Distintos por naturaleza, así reza el lema de esta singular cooperativa fundada en Miedes, en 1962 y que reúne el saber hacer de 185 viticultores. Con la mirada puesta tanto en el futuro como en la exportación –sus vinos se disfrutan en 40 países– decidieron unir fuerzas y mejorar sus procesos para, juntos, extraer el alma de cada viñedo. Cuentan con más de 1.000 ha, 350 de ellas en cultivo ecológico, la mayoría garnacha tinta, aunque también cultivan moristel, syrah, tempranillo, macabeo, garnacha blanca y otras minoritarias.
Elaboraciones micro
Para respetar el carácter único de cada viñedo y de cada viticultor, sus instalaciones, ubicadas en la localidad de Miedes con una arquitectura acorde a la zona, se han ido renovando con los tiempos. Salas de depósitos de acero inoxidable y cemento, pero también salas de micro vinificaciones en madera, sala de vinificación de ecológicos y una sala Atelier –para elaboraciones más personales– con depósitos de menor tamaño como ánforas, damajuanas, tinajas, fudres y clayver –gres porcelánico–, además de mesa de selección y embotelladora.
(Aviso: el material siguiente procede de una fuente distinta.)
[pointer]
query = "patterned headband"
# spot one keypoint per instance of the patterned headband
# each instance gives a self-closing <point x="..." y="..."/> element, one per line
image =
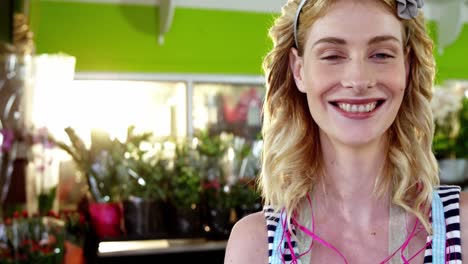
<point x="406" y="9"/>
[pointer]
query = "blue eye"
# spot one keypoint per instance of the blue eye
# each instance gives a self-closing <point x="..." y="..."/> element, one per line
<point x="382" y="56"/>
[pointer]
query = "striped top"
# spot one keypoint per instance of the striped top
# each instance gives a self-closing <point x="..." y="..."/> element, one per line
<point x="444" y="245"/>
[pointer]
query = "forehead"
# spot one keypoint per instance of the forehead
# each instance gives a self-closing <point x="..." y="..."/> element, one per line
<point x="356" y="21"/>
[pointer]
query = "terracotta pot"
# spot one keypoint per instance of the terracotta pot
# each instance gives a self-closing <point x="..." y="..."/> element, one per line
<point x="106" y="219"/>
<point x="73" y="254"/>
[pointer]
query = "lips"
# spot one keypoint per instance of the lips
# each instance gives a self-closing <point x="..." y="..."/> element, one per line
<point x="358" y="106"/>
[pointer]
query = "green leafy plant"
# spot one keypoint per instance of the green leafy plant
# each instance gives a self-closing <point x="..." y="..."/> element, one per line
<point x="245" y="195"/>
<point x="446" y="107"/>
<point x="147" y="168"/>
<point x="102" y="163"/>
<point x="186" y="181"/>
<point x="461" y="144"/>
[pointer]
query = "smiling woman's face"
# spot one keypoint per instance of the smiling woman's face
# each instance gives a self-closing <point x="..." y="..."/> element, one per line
<point x="353" y="71"/>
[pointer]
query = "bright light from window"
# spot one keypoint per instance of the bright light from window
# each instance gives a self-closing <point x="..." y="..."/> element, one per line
<point x="112" y="106"/>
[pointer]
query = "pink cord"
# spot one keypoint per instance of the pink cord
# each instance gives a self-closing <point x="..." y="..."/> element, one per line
<point x="328" y="245"/>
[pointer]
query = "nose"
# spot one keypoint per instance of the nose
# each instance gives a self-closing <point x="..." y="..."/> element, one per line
<point x="359" y="76"/>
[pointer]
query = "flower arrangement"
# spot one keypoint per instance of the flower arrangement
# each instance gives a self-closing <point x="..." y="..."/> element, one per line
<point x="101" y="163"/>
<point x="212" y="149"/>
<point x="147" y="167"/>
<point x="75" y="227"/>
<point x="185" y="182"/>
<point x="42" y="157"/>
<point x="34" y="239"/>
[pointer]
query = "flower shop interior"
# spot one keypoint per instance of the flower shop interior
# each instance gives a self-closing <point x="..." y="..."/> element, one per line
<point x="130" y="129"/>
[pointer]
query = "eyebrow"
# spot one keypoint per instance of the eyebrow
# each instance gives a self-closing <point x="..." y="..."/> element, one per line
<point x="340" y="41"/>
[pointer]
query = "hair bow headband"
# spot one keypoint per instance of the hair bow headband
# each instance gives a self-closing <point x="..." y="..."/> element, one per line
<point x="406" y="9"/>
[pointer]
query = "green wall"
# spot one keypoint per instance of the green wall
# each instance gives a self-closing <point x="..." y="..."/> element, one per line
<point x="453" y="62"/>
<point x="123" y="38"/>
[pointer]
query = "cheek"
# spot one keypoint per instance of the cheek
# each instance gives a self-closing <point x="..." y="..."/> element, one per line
<point x="319" y="80"/>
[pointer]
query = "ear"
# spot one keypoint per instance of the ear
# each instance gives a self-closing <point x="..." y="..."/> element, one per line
<point x="296" y="64"/>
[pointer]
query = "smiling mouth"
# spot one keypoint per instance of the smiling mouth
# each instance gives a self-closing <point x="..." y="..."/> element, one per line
<point x="358" y="107"/>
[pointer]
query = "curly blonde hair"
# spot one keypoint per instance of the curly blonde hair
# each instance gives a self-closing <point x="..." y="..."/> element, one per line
<point x="291" y="158"/>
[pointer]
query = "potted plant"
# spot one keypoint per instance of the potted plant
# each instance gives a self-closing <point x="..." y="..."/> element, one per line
<point x="76" y="228"/>
<point x="245" y="196"/>
<point x="102" y="164"/>
<point x="217" y="203"/>
<point x="146" y="188"/>
<point x="449" y="111"/>
<point x="185" y="195"/>
<point x="36" y="239"/>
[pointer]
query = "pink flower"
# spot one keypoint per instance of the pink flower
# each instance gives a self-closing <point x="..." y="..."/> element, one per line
<point x="6" y="139"/>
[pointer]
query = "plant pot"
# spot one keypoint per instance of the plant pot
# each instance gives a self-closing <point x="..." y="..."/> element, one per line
<point x="106" y="219"/>
<point x="73" y="254"/>
<point x="219" y="223"/>
<point x="452" y="171"/>
<point x="187" y="222"/>
<point x="144" y="218"/>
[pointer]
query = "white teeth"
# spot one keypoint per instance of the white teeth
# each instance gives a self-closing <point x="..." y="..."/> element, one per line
<point x="357" y="108"/>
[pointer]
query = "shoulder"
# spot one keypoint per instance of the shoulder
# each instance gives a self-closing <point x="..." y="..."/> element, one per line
<point x="464" y="221"/>
<point x="248" y="241"/>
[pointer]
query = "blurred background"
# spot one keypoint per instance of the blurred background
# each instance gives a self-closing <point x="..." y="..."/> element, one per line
<point x="130" y="129"/>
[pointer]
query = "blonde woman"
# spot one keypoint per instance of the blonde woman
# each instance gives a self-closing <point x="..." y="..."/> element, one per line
<point x="348" y="175"/>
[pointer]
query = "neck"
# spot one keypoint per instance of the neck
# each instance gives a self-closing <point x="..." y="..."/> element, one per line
<point x="350" y="176"/>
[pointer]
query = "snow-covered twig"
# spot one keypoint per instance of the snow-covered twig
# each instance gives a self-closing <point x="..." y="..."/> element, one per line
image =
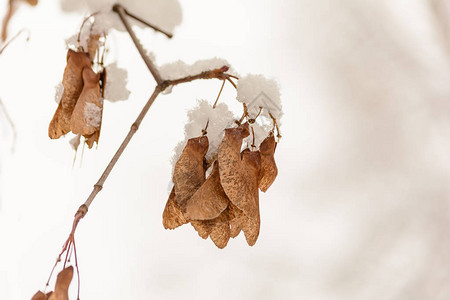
<point x="212" y="74"/>
<point x="11" y="123"/>
<point x="120" y="10"/>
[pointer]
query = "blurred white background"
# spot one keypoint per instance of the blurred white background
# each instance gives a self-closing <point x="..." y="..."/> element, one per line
<point x="361" y="206"/>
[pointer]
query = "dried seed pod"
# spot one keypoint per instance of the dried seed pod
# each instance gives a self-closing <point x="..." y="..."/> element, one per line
<point x="39" y="296"/>
<point x="87" y="115"/>
<point x="236" y="222"/>
<point x="73" y="85"/>
<point x="93" y="45"/>
<point x="251" y="223"/>
<point x="218" y="228"/>
<point x="172" y="216"/>
<point x="189" y="173"/>
<point x="209" y="200"/>
<point x="236" y="181"/>
<point x="220" y="234"/>
<point x="62" y="285"/>
<point x="269" y="168"/>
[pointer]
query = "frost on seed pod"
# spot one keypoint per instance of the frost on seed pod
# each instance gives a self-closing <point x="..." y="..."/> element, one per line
<point x="172" y="215"/>
<point x="73" y="85"/>
<point x="87" y="115"/>
<point x="189" y="171"/>
<point x="269" y="168"/>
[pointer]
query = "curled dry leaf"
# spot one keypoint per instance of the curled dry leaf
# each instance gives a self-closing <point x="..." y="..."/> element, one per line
<point x="93" y="45"/>
<point x="87" y="115"/>
<point x="189" y="172"/>
<point x="62" y="285"/>
<point x="236" y="181"/>
<point x="73" y="85"/>
<point x="41" y="296"/>
<point x="209" y="200"/>
<point x="269" y="168"/>
<point x="251" y="223"/>
<point x="172" y="216"/>
<point x="218" y="228"/>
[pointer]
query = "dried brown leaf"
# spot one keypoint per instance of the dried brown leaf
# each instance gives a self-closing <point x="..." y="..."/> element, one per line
<point x="62" y="285"/>
<point x="238" y="183"/>
<point x="87" y="114"/>
<point x="236" y="222"/>
<point x="209" y="200"/>
<point x="220" y="234"/>
<point x="39" y="296"/>
<point x="189" y="172"/>
<point x="73" y="85"/>
<point x="172" y="216"/>
<point x="218" y="228"/>
<point x="93" y="44"/>
<point x="269" y="168"/>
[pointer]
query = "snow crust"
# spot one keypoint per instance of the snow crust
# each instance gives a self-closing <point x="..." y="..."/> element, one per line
<point x="163" y="13"/>
<point x="59" y="90"/>
<point x="258" y="91"/>
<point x="116" y="83"/>
<point x="180" y="69"/>
<point x="219" y="118"/>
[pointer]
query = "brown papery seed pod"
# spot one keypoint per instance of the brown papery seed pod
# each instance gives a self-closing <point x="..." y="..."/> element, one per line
<point x="236" y="181"/>
<point x="87" y="115"/>
<point x="189" y="173"/>
<point x="218" y="228"/>
<point x="251" y="224"/>
<point x="62" y="285"/>
<point x="209" y="200"/>
<point x="269" y="170"/>
<point x="172" y="216"/>
<point x="73" y="85"/>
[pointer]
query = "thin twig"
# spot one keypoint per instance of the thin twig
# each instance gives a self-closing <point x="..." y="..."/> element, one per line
<point x="121" y="12"/>
<point x="218" y="96"/>
<point x="13" y="38"/>
<point x="156" y="28"/>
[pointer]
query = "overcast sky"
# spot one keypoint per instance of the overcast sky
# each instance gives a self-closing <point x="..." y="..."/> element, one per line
<point x="360" y="209"/>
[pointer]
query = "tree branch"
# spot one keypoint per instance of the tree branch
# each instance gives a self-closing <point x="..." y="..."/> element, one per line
<point x="211" y="74"/>
<point x="120" y="10"/>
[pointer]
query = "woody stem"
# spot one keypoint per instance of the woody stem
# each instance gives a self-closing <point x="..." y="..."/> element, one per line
<point x="120" y="10"/>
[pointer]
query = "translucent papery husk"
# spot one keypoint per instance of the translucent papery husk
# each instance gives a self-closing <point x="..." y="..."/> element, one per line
<point x="62" y="285"/>
<point x="87" y="115"/>
<point x="209" y="201"/>
<point x="93" y="45"/>
<point x="237" y="182"/>
<point x="269" y="170"/>
<point x="218" y="229"/>
<point x="189" y="171"/>
<point x="172" y="215"/>
<point x="73" y="85"/>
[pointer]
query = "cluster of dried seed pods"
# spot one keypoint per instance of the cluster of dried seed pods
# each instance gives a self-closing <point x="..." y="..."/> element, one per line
<point x="61" y="287"/>
<point x="81" y="106"/>
<point x="227" y="202"/>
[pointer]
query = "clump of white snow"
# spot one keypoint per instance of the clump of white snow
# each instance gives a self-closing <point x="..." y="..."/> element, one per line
<point x="180" y="69"/>
<point x="116" y="83"/>
<point x="257" y="91"/>
<point x="59" y="90"/>
<point x="93" y="115"/>
<point x="218" y="119"/>
<point x="75" y="142"/>
<point x="258" y="132"/>
<point x="163" y="13"/>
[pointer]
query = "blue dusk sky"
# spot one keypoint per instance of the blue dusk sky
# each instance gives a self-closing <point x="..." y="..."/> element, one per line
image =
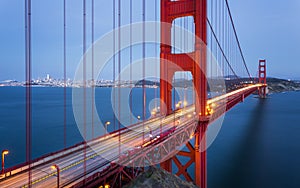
<point x="266" y="29"/>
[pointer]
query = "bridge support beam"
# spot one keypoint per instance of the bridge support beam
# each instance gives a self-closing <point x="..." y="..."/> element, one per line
<point x="171" y="63"/>
<point x="262" y="78"/>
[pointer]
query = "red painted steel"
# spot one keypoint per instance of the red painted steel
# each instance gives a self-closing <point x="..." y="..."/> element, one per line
<point x="170" y="10"/>
<point x="262" y="78"/>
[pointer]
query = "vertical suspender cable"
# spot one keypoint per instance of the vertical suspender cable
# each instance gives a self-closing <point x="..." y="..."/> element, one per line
<point x="119" y="76"/>
<point x="144" y="56"/>
<point x="28" y="85"/>
<point x="84" y="85"/>
<point x="114" y="57"/>
<point x="93" y="59"/>
<point x="155" y="55"/>
<point x="130" y="59"/>
<point x="119" y="80"/>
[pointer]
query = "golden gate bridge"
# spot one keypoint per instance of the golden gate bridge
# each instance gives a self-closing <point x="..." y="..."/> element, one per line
<point x="213" y="54"/>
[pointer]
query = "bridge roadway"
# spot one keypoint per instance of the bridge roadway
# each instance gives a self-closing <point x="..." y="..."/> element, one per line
<point x="106" y="148"/>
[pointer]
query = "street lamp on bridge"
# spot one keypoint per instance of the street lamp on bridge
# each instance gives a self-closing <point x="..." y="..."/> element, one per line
<point x="4" y="152"/>
<point x="55" y="167"/>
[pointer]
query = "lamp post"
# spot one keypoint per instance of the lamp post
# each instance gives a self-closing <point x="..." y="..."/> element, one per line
<point x="107" y="123"/>
<point x="4" y="152"/>
<point x="57" y="169"/>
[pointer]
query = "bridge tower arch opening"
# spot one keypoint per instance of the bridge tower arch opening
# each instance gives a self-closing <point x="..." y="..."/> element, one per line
<point x="262" y="78"/>
<point x="172" y="62"/>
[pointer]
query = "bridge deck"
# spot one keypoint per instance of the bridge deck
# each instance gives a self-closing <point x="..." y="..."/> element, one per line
<point x="101" y="151"/>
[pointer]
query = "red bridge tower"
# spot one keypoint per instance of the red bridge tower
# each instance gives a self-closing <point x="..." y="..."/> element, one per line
<point x="262" y="78"/>
<point x="171" y="63"/>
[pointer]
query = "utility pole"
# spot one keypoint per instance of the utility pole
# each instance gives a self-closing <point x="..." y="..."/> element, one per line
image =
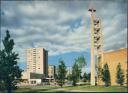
<point x="96" y="43"/>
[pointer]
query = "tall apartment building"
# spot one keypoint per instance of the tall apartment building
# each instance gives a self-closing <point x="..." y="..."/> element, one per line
<point x="37" y="61"/>
<point x="113" y="58"/>
<point x="51" y="71"/>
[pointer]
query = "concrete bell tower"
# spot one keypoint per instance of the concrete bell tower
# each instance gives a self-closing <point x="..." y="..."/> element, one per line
<point x="96" y="43"/>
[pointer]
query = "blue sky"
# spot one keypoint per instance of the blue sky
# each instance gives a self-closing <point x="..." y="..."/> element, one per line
<point x="63" y="27"/>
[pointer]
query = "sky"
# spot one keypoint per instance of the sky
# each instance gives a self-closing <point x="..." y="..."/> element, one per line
<point x="63" y="27"/>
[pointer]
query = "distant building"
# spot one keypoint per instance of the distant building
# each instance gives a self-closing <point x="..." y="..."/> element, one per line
<point x="113" y="58"/>
<point x="37" y="61"/>
<point x="51" y="71"/>
<point x="69" y="70"/>
<point x="37" y="66"/>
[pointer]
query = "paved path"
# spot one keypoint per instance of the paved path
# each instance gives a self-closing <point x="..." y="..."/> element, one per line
<point x="62" y="89"/>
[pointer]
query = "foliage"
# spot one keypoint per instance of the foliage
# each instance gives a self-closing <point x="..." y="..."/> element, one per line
<point x="9" y="70"/>
<point x="85" y="77"/>
<point x="89" y="75"/>
<point x="69" y="77"/>
<point x="106" y="75"/>
<point x="75" y="74"/>
<point x="119" y="75"/>
<point x="61" y="73"/>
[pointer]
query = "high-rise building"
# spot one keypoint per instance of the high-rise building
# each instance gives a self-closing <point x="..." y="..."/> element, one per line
<point x="51" y="71"/>
<point x="37" y="61"/>
<point x="113" y="58"/>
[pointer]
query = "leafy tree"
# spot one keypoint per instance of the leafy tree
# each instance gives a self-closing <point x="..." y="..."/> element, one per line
<point x="106" y="75"/>
<point x="75" y="74"/>
<point x="127" y="76"/>
<point x="9" y="70"/>
<point x="61" y="73"/>
<point x="119" y="75"/>
<point x="89" y="75"/>
<point x="69" y="77"/>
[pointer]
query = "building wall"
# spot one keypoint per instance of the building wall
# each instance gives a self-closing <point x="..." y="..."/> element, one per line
<point x="37" y="60"/>
<point x="51" y="71"/>
<point x="113" y="58"/>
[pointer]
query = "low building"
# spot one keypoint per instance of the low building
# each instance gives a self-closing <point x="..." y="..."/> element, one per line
<point x="51" y="71"/>
<point x="113" y="58"/>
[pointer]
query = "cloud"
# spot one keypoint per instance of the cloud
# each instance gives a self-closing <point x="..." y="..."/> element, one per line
<point x="62" y="26"/>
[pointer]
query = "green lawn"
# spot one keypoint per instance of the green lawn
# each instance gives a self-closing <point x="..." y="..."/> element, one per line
<point x="82" y="88"/>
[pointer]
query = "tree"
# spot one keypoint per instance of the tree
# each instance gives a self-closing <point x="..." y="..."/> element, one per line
<point x="9" y="70"/>
<point x="75" y="74"/>
<point x="89" y="75"/>
<point x="119" y="75"/>
<point x="61" y="73"/>
<point x="81" y="62"/>
<point x="106" y="75"/>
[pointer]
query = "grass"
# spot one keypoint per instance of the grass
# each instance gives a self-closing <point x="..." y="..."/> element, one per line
<point x="82" y="88"/>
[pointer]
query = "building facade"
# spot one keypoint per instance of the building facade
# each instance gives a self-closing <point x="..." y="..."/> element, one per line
<point x="113" y="58"/>
<point x="51" y="71"/>
<point x="37" y="61"/>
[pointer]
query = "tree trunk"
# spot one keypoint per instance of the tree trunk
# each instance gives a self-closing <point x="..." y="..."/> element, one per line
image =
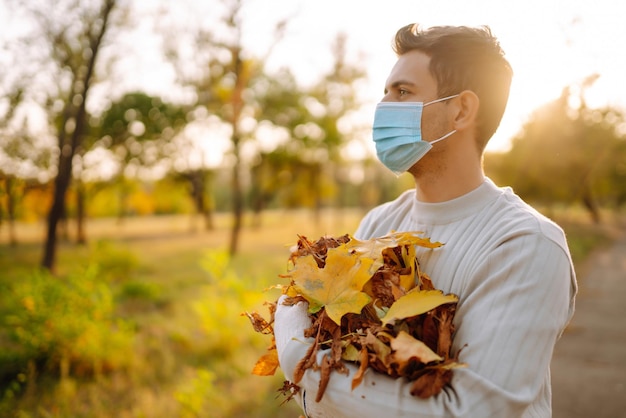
<point x="592" y="207"/>
<point x="237" y="202"/>
<point x="68" y="150"/>
<point x="11" y="199"/>
<point x="81" y="235"/>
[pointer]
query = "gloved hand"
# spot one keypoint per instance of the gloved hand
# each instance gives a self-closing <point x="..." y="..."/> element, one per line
<point x="289" y="325"/>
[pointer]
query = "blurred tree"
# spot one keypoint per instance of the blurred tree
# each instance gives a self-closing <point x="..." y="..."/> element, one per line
<point x="62" y="45"/>
<point x="221" y="76"/>
<point x="301" y="165"/>
<point x="24" y="158"/>
<point x="136" y="130"/>
<point x="566" y="153"/>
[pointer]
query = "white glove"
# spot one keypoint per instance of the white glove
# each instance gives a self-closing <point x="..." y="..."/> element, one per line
<point x="289" y="325"/>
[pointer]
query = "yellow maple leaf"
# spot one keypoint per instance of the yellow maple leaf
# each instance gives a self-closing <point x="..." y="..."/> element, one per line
<point x="416" y="303"/>
<point x="373" y="248"/>
<point x="337" y="286"/>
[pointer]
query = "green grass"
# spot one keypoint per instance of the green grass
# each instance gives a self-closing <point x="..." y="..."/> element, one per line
<point x="192" y="352"/>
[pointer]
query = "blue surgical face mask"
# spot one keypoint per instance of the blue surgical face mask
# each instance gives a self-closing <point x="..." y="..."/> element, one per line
<point x="397" y="134"/>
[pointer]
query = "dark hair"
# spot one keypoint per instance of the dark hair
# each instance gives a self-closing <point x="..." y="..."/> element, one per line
<point x="464" y="58"/>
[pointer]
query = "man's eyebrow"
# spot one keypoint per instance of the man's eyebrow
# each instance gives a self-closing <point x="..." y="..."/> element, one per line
<point x="399" y="83"/>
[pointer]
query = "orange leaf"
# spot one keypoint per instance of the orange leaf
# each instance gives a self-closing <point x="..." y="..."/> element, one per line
<point x="267" y="364"/>
<point x="416" y="303"/>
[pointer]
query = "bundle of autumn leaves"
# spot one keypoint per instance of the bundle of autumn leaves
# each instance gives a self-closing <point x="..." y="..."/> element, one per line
<point x="370" y="305"/>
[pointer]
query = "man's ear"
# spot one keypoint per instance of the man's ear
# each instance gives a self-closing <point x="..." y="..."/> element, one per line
<point x="466" y="110"/>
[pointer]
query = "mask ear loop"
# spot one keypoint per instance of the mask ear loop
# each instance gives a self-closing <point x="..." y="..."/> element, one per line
<point x="442" y="99"/>
<point x="443" y="137"/>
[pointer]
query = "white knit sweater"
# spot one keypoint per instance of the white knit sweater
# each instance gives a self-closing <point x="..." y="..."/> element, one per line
<point x="511" y="268"/>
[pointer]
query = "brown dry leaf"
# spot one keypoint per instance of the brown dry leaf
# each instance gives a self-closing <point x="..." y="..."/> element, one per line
<point x="360" y="374"/>
<point x="416" y="303"/>
<point x="405" y="348"/>
<point x="267" y="364"/>
<point x="349" y="285"/>
<point x="431" y="383"/>
<point x="373" y="248"/>
<point x="337" y="286"/>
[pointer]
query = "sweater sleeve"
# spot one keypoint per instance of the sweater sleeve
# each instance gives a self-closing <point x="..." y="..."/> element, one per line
<point x="515" y="305"/>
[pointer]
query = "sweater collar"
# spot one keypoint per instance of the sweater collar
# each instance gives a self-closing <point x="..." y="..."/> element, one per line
<point x="458" y="208"/>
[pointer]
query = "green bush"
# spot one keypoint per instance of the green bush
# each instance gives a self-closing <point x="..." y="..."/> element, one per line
<point x="64" y="325"/>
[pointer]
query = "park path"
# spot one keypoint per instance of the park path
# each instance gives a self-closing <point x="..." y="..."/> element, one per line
<point x="589" y="363"/>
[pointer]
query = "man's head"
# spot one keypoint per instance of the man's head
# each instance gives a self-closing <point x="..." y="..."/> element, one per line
<point x="464" y="58"/>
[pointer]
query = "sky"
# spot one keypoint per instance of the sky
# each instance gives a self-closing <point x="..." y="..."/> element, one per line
<point x="549" y="43"/>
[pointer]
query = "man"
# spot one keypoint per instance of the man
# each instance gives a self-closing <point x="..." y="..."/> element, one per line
<point x="509" y="265"/>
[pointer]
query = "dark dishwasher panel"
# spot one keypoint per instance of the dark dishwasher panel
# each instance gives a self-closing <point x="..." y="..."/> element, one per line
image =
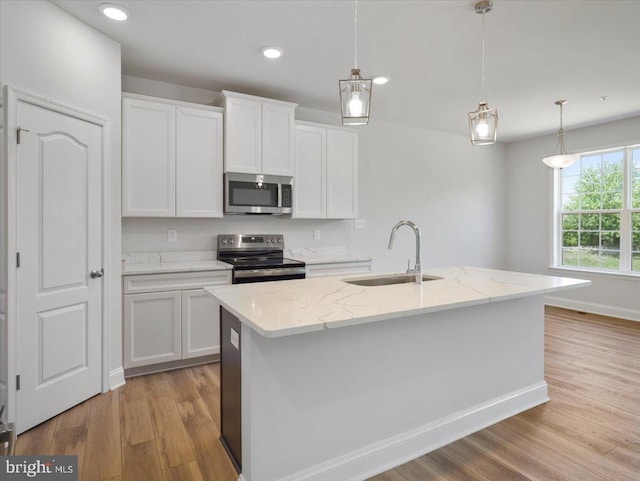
<point x="230" y="388"/>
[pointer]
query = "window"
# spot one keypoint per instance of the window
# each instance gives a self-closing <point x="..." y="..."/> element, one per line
<point x="598" y="212"/>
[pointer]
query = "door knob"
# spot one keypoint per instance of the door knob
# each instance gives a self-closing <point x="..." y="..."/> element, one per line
<point x="97" y="273"/>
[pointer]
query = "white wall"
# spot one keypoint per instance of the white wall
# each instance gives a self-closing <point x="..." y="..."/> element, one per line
<point x="455" y="193"/>
<point x="48" y="52"/>
<point x="529" y="199"/>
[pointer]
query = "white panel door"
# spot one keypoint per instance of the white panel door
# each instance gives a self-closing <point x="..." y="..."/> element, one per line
<point x="200" y="324"/>
<point x="152" y="328"/>
<point x="342" y="173"/>
<point x="278" y="139"/>
<point x="148" y="159"/>
<point x="309" y="187"/>
<point x="243" y="136"/>
<point x="59" y="238"/>
<point x="198" y="163"/>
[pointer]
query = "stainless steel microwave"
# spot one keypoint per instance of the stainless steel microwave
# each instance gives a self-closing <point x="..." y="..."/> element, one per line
<point x="257" y="194"/>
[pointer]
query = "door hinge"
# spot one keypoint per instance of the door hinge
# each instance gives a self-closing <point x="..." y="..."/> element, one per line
<point x="19" y="131"/>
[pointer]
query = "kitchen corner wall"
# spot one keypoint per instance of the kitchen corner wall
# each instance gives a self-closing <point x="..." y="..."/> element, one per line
<point x="529" y="200"/>
<point x="49" y="53"/>
<point x="455" y="193"/>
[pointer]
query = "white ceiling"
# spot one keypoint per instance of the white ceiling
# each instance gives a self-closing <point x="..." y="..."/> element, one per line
<point x="537" y="51"/>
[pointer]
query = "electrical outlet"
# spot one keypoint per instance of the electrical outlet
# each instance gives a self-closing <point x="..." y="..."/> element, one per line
<point x="235" y="339"/>
<point x="359" y="223"/>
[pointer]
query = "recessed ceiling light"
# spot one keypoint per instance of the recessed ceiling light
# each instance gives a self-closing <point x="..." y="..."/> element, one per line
<point x="272" y="52"/>
<point x="381" y="79"/>
<point x="114" y="12"/>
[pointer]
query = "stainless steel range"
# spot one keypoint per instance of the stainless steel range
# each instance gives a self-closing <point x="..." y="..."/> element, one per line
<point x="258" y="258"/>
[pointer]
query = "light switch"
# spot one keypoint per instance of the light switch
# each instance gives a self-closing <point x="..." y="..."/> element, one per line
<point x="235" y="339"/>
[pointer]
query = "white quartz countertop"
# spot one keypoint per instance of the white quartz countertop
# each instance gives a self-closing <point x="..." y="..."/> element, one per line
<point x="324" y="255"/>
<point x="284" y="308"/>
<point x="171" y="262"/>
<point x="172" y="267"/>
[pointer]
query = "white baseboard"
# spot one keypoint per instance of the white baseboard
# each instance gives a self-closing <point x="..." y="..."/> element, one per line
<point x="116" y="378"/>
<point x="593" y="308"/>
<point x="387" y="454"/>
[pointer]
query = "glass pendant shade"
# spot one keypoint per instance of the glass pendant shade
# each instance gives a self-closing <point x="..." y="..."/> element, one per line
<point x="355" y="99"/>
<point x="483" y="125"/>
<point x="562" y="158"/>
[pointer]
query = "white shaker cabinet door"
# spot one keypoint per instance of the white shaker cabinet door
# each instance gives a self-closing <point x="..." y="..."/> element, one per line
<point x="243" y="135"/>
<point x="200" y="324"/>
<point x="148" y="158"/>
<point x="278" y="139"/>
<point x="199" y="162"/>
<point x="152" y="328"/>
<point x="342" y="172"/>
<point x="309" y="185"/>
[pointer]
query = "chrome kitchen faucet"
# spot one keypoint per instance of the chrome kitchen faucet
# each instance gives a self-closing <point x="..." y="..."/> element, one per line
<point x="417" y="270"/>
El atelier es, de hecho, la última reforma de la bodega, un espacio creativo, para que los enólogos, dirigidos por Juan Vicente Alcañiz, tengan las herramientas para dar forma a vinos parcelarios, auténticos y de terroir. En la vendimia, utilizan el sistema de pirámide de calidad al estilo de Borgoña, clasificando los viñedos de mayor a menor calidad según su ubicación, suelo y microclima específico, y recogiendo cada una en su momento exacto para dar el tratamiento específico requerido.
Un vino singular
Clos Baltasar nace de la necesidad de elaborar un vino único que exprese la personalidad de las parcelas más singulares de la bodega, reuniendo los mejores viñedos de cada añada en una producción limitada. Son viñas singulares ubicadas en lugares recónditos que absorben su entorno: fauna y flora salvajes. Con una edad media de 75 años, las vides seleccionadas se encuentran a una altura de 900 m en suelos de pizarra roja rodeados por vegetación de monte. Se elabora principalmente con la variedad reina de la zona, la garnacha tinta, con pequeños aportes de otras variedades autóctonas y poco conocidas, la moristel, Miguel de Arco y algo de bobal. Se eligió despalillar el 25% de la uva mientras que en el 75 restante se utilizaron los racimos completos para fermentar a baja temperatura en tinas de madera y depósitos de cemento. Para la crianza se combinaron huevos Nomblot –depósitos de hormigón con forma ovoide que facilita el movimiento constante del vino y permite una ligera micro oxigenación en busca de resultados más grasos y redondos– y fudres de roble francés. En sus propias palabras “es el reflejo de la evolución de la bodega, elaborado con las mejores uvas que pueden variar cada añada, por lo que ha evolucionado al igual que nuestro estilo; ahora se muestra floral, continental, mineral, fresco y sabroso”. Es un vino que, guardado en óptimas condiciones, puede disfrutarse hasta 2031.